Next steps and staff direction: Because the committee lacked a quorum for a vote on amendments or salary language, members agreed to ask staff to prepare a written memo and a more fleshed‑out proposal that outlines: the specific additional duties the judges would be asked to perform; an implementation timeline for informal and formal dockets; potential funding sources and partner roles; and recommended compensation options to present to the full City Council. During discussion some committee members suggested an interim compensation range (committee discussion referenced a 20–25% figure as a potential starting point for negotiating additional compensation tied to supervisory duties and the work of establishing specialty dockets), but no dollar figure or percent was approved at the meeting.
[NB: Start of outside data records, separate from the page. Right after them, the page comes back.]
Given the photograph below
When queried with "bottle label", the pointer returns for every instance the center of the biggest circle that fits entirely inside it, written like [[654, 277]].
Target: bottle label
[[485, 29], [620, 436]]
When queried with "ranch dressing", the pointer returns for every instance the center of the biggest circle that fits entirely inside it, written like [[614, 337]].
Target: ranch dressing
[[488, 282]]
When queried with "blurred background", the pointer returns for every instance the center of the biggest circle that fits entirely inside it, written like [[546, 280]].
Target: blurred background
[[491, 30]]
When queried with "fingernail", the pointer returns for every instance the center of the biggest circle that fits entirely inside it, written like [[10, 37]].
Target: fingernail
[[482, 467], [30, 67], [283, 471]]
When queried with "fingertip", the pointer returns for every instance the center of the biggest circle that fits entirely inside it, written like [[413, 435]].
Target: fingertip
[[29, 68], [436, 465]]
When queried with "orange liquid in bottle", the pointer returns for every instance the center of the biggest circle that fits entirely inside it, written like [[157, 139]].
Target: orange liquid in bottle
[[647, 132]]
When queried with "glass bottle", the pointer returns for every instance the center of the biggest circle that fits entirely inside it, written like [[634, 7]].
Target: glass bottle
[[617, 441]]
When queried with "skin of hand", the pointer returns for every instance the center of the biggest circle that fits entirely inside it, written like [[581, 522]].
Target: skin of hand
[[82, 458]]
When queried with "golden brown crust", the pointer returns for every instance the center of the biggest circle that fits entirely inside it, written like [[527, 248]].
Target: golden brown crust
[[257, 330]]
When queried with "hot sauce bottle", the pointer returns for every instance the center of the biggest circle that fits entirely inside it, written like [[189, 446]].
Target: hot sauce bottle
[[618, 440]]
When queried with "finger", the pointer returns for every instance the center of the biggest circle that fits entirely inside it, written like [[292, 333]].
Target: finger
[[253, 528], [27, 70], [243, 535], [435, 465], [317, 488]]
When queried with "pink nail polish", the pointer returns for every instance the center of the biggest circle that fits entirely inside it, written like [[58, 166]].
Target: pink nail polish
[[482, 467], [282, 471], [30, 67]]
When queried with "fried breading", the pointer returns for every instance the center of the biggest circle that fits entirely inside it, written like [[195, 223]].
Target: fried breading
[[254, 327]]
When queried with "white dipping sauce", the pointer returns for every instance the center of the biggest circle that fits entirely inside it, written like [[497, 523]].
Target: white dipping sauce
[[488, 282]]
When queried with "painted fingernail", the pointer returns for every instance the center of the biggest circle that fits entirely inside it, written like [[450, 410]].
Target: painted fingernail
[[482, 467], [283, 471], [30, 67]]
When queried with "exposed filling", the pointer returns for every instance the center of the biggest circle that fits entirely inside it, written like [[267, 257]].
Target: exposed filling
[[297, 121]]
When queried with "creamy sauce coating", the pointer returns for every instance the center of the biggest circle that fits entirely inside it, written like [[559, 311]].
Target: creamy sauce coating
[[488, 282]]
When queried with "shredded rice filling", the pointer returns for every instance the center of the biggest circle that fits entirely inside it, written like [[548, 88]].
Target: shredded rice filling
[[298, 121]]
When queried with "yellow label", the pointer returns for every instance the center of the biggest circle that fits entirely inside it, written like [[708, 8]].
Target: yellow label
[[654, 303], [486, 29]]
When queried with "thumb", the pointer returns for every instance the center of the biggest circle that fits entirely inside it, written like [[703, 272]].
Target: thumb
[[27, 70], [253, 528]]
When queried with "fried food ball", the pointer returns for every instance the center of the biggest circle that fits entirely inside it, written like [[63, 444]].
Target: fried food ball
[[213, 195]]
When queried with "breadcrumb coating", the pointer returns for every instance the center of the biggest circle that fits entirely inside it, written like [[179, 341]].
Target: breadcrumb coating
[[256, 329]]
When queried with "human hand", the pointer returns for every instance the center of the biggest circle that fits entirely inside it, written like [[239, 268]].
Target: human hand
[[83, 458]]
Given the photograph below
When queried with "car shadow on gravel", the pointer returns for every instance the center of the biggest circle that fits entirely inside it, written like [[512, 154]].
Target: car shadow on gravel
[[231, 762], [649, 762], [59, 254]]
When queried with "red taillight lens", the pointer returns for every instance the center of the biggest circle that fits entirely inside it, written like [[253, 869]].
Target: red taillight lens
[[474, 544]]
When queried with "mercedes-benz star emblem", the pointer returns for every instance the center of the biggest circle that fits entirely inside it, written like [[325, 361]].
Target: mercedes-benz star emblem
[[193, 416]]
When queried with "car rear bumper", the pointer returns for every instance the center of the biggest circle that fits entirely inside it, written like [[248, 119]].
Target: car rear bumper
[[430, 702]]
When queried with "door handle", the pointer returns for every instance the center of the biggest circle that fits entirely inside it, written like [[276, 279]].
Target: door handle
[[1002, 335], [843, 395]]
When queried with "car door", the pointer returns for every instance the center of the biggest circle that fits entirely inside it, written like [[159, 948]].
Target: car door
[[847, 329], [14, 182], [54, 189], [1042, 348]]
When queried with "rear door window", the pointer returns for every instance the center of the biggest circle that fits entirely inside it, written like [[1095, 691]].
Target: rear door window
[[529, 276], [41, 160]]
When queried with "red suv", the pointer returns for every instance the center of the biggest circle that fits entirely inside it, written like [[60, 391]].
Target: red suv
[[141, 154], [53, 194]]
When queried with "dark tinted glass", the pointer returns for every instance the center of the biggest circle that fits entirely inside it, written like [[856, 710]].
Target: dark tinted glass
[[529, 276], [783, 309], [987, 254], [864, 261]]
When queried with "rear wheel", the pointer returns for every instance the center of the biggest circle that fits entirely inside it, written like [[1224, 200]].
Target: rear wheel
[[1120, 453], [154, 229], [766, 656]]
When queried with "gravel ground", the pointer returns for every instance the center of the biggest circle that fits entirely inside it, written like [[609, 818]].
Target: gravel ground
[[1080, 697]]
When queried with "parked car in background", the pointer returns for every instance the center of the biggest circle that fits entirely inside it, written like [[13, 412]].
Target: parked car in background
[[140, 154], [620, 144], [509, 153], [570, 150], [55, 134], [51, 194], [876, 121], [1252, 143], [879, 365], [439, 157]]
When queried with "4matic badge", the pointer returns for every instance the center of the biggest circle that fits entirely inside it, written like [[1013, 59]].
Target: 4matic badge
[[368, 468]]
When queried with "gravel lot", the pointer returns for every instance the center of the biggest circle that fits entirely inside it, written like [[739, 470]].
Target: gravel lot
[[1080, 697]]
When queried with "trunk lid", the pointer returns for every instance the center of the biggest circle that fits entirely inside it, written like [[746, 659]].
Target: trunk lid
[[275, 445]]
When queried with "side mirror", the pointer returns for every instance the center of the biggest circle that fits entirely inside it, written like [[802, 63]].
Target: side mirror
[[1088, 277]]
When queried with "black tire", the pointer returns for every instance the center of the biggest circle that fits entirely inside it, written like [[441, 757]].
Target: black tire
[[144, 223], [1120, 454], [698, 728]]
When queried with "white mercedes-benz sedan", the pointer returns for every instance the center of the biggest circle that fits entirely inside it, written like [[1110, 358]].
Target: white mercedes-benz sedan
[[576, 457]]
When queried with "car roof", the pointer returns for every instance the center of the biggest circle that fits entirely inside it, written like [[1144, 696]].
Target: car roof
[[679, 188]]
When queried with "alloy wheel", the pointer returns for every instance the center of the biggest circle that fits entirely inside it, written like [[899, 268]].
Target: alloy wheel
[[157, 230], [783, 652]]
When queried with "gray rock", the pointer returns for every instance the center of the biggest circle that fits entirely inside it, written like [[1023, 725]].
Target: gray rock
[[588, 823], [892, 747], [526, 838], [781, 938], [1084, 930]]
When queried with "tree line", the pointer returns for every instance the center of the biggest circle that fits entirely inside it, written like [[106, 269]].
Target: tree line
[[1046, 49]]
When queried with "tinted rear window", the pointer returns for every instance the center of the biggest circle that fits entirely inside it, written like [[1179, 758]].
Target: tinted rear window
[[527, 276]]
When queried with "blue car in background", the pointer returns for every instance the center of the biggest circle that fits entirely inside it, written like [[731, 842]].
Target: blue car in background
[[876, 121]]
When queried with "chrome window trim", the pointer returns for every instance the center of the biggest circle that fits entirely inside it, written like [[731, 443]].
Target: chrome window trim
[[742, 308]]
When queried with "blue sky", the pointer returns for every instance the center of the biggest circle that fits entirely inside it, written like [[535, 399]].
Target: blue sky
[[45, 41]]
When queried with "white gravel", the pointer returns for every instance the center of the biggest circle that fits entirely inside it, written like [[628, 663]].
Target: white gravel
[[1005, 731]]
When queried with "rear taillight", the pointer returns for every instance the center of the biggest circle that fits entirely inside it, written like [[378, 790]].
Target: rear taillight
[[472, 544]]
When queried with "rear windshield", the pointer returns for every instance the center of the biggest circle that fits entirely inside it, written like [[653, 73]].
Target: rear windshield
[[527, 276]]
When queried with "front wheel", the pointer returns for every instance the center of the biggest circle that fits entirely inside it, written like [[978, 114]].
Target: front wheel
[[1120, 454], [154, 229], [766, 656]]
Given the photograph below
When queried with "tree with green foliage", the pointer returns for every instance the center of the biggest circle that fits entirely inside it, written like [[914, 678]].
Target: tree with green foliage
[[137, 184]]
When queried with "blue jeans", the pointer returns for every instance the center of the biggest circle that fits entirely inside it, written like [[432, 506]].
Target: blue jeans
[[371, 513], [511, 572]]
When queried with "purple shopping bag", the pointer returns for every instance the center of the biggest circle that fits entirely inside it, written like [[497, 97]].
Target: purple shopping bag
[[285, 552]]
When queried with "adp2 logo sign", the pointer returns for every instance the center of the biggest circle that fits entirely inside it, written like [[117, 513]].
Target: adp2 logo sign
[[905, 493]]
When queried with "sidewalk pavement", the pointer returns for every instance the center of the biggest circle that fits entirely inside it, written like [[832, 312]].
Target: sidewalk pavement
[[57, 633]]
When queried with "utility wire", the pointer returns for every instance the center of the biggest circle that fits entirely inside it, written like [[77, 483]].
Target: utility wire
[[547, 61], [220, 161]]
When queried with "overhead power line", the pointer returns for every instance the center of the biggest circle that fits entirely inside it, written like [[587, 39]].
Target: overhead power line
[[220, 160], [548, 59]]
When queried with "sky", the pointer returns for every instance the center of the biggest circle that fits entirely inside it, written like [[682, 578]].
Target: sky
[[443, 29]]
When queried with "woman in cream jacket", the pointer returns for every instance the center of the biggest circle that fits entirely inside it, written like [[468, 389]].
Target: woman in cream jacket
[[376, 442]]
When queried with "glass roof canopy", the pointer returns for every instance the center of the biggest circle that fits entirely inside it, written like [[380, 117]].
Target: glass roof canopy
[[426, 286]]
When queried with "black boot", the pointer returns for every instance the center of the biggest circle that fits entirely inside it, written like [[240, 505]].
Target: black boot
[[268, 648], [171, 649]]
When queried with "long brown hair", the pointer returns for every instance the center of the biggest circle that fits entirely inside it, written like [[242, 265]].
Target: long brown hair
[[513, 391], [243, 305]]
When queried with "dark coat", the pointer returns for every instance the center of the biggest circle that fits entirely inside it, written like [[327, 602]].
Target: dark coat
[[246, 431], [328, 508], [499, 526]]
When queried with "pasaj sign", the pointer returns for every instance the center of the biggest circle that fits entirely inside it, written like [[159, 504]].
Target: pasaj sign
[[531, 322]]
What remains unresolved: The committee and judges disagreed over whether adding a court day alone constitutes an "additional duty" under Missouri law; outside counsel's opinion — as summarized by staff — said merely redistributing existing caseloads across additional days is not a new duty. That legal interpretation was contested by the judges at the meeting. Committee members said the full City Council should review the legal advice alongside the operational proposal before any formal change to compensation or docket schedules is made.
For now, the committee directed staff to assemble documentation and bring the issue to the full City Council for a decision that would consider the legal opinion, implementation costs, partner commitments and options for when a new base salary — if any — should take effect.